In order to identify upstream signaling molecules causing enhanced EGR2 protein synthesis the cytokine profile of CM was analyzed and the impact of several cytokines on EGR2 translation was examined. Preincubation of CM with neutralizing antibodies revealed that lowering interleukin 6 (IL-6) had only little effect, whereas depletion of IL 1β significantly reduced EGR2 translation. This finding was corroborated by the fact that treatment with recombinant IL-1β enhanced EGR2 translation to virtually the same extend as CM. Further experiments revealed that this effect was mediated via the p38-MAPK signaling cascade.
Interestingly, I observed that the mTOR inhibitor rapamycin, which reduces cap-dependent translation, specifically stimulated EGR2 translation. This result argued for an IRES-dependent mechanism that might account for EGR2 translation. The use of bicistronic reporter assays verified this hypothesis. In line with the above mentioned results, CM, IL-1β and p38-MAPK induced EGR2-IRES activity.

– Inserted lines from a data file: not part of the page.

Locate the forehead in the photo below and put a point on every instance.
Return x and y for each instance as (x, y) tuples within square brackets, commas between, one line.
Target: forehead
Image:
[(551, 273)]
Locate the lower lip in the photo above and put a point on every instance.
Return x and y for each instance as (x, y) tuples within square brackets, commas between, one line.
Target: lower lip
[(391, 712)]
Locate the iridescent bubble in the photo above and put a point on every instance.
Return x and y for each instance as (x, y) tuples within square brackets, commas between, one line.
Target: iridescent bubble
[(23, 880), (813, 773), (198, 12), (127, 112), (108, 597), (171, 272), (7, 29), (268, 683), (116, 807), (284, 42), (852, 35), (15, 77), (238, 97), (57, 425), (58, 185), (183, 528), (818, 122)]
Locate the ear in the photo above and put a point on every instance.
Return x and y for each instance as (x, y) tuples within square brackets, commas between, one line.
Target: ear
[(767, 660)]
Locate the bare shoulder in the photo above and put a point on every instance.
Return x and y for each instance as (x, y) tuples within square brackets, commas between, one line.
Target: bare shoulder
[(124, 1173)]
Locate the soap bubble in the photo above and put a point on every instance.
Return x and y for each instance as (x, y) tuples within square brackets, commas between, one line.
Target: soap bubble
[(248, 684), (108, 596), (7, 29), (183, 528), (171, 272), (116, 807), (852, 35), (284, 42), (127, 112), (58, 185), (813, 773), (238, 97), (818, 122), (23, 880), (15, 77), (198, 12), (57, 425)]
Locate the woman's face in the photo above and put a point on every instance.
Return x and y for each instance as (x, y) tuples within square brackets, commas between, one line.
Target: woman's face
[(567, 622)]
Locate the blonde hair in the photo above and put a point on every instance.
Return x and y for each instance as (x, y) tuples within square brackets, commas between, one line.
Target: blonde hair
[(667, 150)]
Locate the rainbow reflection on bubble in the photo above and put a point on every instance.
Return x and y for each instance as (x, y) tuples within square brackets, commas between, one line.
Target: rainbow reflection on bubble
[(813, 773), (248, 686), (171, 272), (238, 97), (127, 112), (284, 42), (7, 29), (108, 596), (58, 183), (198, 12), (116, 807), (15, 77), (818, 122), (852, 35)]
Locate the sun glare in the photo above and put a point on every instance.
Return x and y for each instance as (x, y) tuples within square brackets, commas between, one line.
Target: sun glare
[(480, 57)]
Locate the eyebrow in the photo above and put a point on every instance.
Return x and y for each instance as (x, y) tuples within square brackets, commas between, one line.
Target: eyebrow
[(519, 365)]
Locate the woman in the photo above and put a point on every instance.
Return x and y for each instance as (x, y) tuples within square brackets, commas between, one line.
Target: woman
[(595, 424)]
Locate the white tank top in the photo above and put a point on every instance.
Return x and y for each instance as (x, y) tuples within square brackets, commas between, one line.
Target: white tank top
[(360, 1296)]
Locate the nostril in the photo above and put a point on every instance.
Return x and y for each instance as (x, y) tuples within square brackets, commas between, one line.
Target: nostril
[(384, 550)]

Since IRESs commonly require ITAFs to mediate translation initiation, the binding of proteins to the 5’UTR was analyzed using mass spectrometry. Among others, several previously described ITAFs, such as polypyrimidine tract-binding protein (PTB) and heterogeneous nuclear ribonucleoprotein A1 (hnRNP-A1) were identified to directly bind to the EGR2-5’UTR. Furthermore, overexpression of hnRNP-A1 enhanced EGR2-IRES activity whereas a dominant negative form of hnRNP-A1 significantly decreased it, thus, showing its importance for EGR2 translation.
In summary, my data provide evidence that EGR2 expression can be controlled by IRES-dependent translational regulation, which is responsive to an inflammatory environment. The identified mechanism may not be exclusive for one target but might be representative for gene expression regulation mechanisms during tumorigenesis. This is of special interest for the treatment of cancer patients and development of more specific therapies to reduce tumor outcome.